Researchers should incorporate appropriate controls and validation steps to address these challenges in their experimental designs.

What emerging methodologies might advance our understanding of G-protein coupled receptor 135 (Gpr135)?

Several cutting-edge approaches could significantly advance G-protein coupled receptor 135 (Gpr135) research:

• CRISPR/Cas9 genome editing:

  • Generation of knock-out and knock-in models to study physiological roles

  • Introduction of tags at endogenous loci to study native expression levels

  • Creation of reporter lines for live-cell imaging of receptor trafficking

• Cryo-electron microscopy:

  • Determination of G-protein coupled receptor 135 (Gpr135) structure alone and in complex with interacting proteins

  • Insights into binding pockets for rational drug design

  • Structural basis for heteromerization with melatonin receptors

• Single-cell transcriptomics:

  • Precise mapping of G-protein coupled receptor 135 (Gpr135) expression across tissues

  • Correlation with other signaling components

  • Identification of cell populations where G-protein coupled receptor 135 (Gpr135) may play critical roles

• Advanced biosensor technologies:

  • FRET/BRET-based sensors for real-time monitoring of receptor conformational changes

  • Multiplexed detection of different signaling pathways

  • Spatial and temporal resolution of signaling events in living cells

• Artificial intelligence approaches:

  • In silico screening for potential ligands

  • Prediction of functional interactions based on structural and genomic data

  • Integration of multi-omics data to position G-protein coupled receptor 135 (Gpr135) in broader signaling networks

These methodologies, especially when combined, could provide unprecedented insights into G-protein coupled receptor 135 (Gpr135) biology and pharmacology.

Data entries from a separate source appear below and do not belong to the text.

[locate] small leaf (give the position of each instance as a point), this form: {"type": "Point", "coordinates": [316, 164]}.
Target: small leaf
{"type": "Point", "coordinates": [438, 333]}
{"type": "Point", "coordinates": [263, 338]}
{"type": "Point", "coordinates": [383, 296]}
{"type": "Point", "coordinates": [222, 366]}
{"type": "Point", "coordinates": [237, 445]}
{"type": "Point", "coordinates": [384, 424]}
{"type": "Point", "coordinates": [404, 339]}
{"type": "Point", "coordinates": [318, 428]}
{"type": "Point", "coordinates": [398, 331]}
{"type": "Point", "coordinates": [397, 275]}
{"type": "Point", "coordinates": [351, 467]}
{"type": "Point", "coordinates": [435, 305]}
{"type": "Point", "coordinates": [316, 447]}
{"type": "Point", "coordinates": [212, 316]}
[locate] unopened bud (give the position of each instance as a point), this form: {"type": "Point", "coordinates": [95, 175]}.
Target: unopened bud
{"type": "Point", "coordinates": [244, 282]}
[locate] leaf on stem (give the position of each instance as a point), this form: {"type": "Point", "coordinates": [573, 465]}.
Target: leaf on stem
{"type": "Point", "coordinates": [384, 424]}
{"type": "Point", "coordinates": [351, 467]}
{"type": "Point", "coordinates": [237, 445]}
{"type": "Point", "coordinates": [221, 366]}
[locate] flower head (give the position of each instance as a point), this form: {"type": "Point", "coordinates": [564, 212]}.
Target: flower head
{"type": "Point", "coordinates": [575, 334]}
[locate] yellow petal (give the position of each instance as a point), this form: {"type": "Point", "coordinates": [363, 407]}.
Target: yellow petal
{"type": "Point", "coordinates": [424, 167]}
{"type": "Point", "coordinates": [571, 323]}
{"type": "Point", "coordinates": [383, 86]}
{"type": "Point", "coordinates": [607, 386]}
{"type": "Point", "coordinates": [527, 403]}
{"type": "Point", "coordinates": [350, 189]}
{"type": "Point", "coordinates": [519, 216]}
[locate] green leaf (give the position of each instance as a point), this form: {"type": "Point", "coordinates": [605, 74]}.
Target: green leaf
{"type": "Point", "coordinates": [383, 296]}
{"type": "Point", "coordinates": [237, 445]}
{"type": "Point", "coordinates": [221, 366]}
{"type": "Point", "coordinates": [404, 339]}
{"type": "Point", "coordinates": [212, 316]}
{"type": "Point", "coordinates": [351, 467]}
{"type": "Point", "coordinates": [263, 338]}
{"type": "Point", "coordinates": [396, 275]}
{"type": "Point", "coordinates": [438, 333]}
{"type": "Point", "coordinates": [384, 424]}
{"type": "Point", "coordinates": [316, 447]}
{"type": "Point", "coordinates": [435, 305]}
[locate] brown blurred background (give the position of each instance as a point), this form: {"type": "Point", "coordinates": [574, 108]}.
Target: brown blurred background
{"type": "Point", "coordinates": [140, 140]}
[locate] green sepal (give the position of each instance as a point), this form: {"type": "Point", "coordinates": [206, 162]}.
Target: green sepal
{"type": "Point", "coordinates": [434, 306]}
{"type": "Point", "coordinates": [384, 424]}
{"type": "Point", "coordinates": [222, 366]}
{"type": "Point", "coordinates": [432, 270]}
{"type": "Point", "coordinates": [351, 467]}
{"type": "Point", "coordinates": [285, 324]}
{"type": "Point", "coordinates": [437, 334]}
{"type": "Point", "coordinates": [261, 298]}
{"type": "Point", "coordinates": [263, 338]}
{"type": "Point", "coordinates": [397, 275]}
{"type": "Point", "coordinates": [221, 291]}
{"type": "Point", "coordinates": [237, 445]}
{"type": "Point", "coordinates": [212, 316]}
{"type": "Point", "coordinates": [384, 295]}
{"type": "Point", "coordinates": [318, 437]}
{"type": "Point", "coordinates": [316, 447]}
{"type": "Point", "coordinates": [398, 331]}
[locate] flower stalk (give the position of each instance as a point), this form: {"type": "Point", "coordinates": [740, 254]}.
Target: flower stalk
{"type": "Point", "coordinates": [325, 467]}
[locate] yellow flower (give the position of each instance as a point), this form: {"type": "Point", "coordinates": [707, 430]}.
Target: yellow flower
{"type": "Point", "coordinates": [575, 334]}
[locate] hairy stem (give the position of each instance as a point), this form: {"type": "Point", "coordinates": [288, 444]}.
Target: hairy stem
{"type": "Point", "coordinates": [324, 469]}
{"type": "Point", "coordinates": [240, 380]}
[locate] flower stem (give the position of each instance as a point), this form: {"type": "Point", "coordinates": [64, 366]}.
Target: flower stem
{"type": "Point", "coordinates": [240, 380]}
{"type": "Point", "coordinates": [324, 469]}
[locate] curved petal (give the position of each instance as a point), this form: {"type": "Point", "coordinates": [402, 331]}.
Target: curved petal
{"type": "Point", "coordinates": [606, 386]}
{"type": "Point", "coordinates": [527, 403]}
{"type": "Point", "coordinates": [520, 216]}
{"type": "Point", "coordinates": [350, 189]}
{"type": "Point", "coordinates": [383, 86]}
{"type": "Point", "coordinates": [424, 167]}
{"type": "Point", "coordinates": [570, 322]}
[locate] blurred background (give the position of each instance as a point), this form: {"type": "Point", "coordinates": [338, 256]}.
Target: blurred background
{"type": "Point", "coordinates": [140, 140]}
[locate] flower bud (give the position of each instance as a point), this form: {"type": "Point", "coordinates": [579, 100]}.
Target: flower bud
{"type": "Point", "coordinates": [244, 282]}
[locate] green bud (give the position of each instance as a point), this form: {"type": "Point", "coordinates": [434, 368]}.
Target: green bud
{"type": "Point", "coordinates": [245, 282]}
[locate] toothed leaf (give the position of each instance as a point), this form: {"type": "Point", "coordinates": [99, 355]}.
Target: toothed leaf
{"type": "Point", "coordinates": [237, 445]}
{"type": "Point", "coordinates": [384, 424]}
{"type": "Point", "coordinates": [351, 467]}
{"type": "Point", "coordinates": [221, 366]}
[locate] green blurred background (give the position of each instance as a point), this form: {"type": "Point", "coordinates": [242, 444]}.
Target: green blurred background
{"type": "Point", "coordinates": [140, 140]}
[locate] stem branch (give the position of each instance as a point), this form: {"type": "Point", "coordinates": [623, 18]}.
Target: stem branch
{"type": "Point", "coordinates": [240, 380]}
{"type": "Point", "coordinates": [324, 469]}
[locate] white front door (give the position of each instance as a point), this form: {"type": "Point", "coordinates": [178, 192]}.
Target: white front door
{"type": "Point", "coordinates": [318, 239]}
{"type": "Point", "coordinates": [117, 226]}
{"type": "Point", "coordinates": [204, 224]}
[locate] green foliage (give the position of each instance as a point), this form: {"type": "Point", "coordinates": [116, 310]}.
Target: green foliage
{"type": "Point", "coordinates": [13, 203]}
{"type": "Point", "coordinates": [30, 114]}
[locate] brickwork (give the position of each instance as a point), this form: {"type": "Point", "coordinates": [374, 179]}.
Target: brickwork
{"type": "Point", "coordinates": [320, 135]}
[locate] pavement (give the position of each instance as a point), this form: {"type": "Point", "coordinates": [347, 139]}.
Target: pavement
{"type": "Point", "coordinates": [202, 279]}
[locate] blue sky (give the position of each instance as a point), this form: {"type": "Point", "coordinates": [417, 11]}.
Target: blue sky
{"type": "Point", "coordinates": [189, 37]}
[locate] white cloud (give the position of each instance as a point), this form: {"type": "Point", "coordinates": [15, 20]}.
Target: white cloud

How might understanding G-protein coupled receptor 135 (Gpr135) contribute to therapeutic development?

The exploration of G-protein coupled receptor 135 (Gpr135) biology has several potential implications for therapeutic development:

• Melatonin signaling modulation:

  • G-protein coupled receptor 135 (Gpr135) heteromerization with MT2 affects melatonin signaling

  • Could provide novel approaches to disorders involving melatonin dysregulation

  • Potential applications in sleep disorders, circadian rhythm disorders, and related conditions

• Metabolic disorder treatments:

  • Based on associations with energy metabolism and diabetes

  • Could represent an exploratory target for metabolic syndrome or obesity

  • Cold-induced expression in liver suggests potential role in thermogenesis

• Neuropsychiatric applications:

  • Associations with substance abuse and schizophrenia suggest potential relevance

  • Could provide novel approaches to these difficult-to-treat conditions

• Biased signaling therapeutics:

  • G-protein coupled receptor 135 (Gpr135) displays β-arrestin-biased signaling

  • Understanding this bias could inform development of functionally selective drugs

  • May allow targeting of specific signaling pathways while avoiding others

Realizing these therapeutic possibilities will require further characterization of G-protein coupled receptor 135 (Gpr135)'s physiological roles and the development of selective pharmacological tools to modulate its activity.